Russia is again supporting Republican Donald Trump as the likely winner in this year's US presidential election, US intelligence officials have said.
The official, briefing reporters on U.S. election security, was careful not to name the former president and leading Republican candidate when asked who Moscow would like to see as the next U.S. president.
But he suggested Russia was backing Trump, adding that U.S. intelligence agencies had not changed their assessment of Moscow's support since the last election.
“Given the U.S. role in Ukraine and broader policy toward Russia, Russia's preferences for the presidential election have not changed compared to past elections,” an official from the Office of the Director of National Intelligence (ODNI) said Tuesday.
Previous investigations have found that Moscow sought to use influence campaigns to help Trump win the elections he defeated Hillary Clinton in 2016 and then lost to current U.S. President Joe Biden in 2020.
Russian influence operations
So far, the US has not detected any plans by any country to “degrade or disrupt” the US's ability to hold the presidential election in November, officials said at a briefing attended by ODNI, the FBI and the National Coordinator for Critical Infrastructure Security and Resilience, the agency that conducts cyber defense for the US government and private industry.
But ODNI officials said Russia continues to try to influence specific groups of U.S. voters in battleground states through social media and other means by spreading “divisive rhetoric” and smearing certain politicians, though they did not name them.
“Russia is trying to influence the election with a whole-of-government approach that includes the president, Congress and public opinion,” he said.
Moscow is “deciding which candidate to support or oppose primarily based on further U.S. support for Ukraine and its stance on related issues,” the official said.
“This is a tactic we have seen primarily through social media efforts” and “using the American voice to push their narrative,” the official added.
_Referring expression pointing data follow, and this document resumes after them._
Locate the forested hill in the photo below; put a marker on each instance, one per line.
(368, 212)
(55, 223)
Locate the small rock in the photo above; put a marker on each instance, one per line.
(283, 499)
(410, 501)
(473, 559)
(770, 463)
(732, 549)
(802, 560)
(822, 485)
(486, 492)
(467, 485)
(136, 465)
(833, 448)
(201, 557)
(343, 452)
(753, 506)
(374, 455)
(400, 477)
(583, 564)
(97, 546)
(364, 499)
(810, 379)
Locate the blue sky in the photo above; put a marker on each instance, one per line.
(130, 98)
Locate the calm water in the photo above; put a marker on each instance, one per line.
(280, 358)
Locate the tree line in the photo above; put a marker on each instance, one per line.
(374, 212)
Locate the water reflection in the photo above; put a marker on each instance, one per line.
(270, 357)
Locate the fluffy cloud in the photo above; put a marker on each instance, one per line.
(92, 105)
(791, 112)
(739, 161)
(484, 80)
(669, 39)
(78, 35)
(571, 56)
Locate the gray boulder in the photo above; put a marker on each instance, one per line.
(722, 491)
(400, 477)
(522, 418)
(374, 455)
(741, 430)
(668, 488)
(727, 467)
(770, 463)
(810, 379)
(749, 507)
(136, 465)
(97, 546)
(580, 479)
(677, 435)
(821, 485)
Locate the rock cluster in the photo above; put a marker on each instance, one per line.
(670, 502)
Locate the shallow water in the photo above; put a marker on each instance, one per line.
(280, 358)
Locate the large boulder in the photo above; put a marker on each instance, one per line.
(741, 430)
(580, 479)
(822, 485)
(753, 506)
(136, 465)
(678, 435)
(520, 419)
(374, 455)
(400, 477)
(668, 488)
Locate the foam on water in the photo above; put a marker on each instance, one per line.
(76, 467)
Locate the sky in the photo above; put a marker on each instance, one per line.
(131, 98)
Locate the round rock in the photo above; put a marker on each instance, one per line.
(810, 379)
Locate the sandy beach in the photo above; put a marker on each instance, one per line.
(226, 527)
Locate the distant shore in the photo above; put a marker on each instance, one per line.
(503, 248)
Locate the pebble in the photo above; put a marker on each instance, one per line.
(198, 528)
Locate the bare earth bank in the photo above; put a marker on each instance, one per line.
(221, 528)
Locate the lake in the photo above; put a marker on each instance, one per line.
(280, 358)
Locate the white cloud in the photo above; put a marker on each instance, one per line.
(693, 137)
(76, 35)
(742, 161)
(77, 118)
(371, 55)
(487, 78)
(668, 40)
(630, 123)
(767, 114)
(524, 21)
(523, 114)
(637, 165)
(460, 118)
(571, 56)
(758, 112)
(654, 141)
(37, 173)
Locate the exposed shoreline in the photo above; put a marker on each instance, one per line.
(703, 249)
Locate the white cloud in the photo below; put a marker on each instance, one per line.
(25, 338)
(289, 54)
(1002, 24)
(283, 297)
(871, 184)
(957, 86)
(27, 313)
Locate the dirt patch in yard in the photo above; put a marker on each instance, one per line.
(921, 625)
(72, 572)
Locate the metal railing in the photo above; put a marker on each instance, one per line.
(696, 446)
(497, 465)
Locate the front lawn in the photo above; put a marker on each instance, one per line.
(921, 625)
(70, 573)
The Trump campaign countered the assessment of Russian support by saying Biden is weak on Russia, as shown by Moscow's invasion of Ukraine.
“While President Trump was in the Oval Office, Russia and all of America's adversaries were deterred by fear of how the United States would respond,” Trump campaign spokeswoman Caroline Leavitt said in a statement.
The Russian Embassy did not immediately respond to a request for comment.
Trump has frequently criticized the size of U.S. military aid to Ukraine, which has risen to about $60 billion since Russia's full-scale invasion in 2022, and has called Ukrainian President Volodymyr Zelensky “the greatest salesman of all time.”
President Trump's two national security advisers have laid out a plan to halt US military aid to Ukraine unless it begins negotiations with Russia to end the war.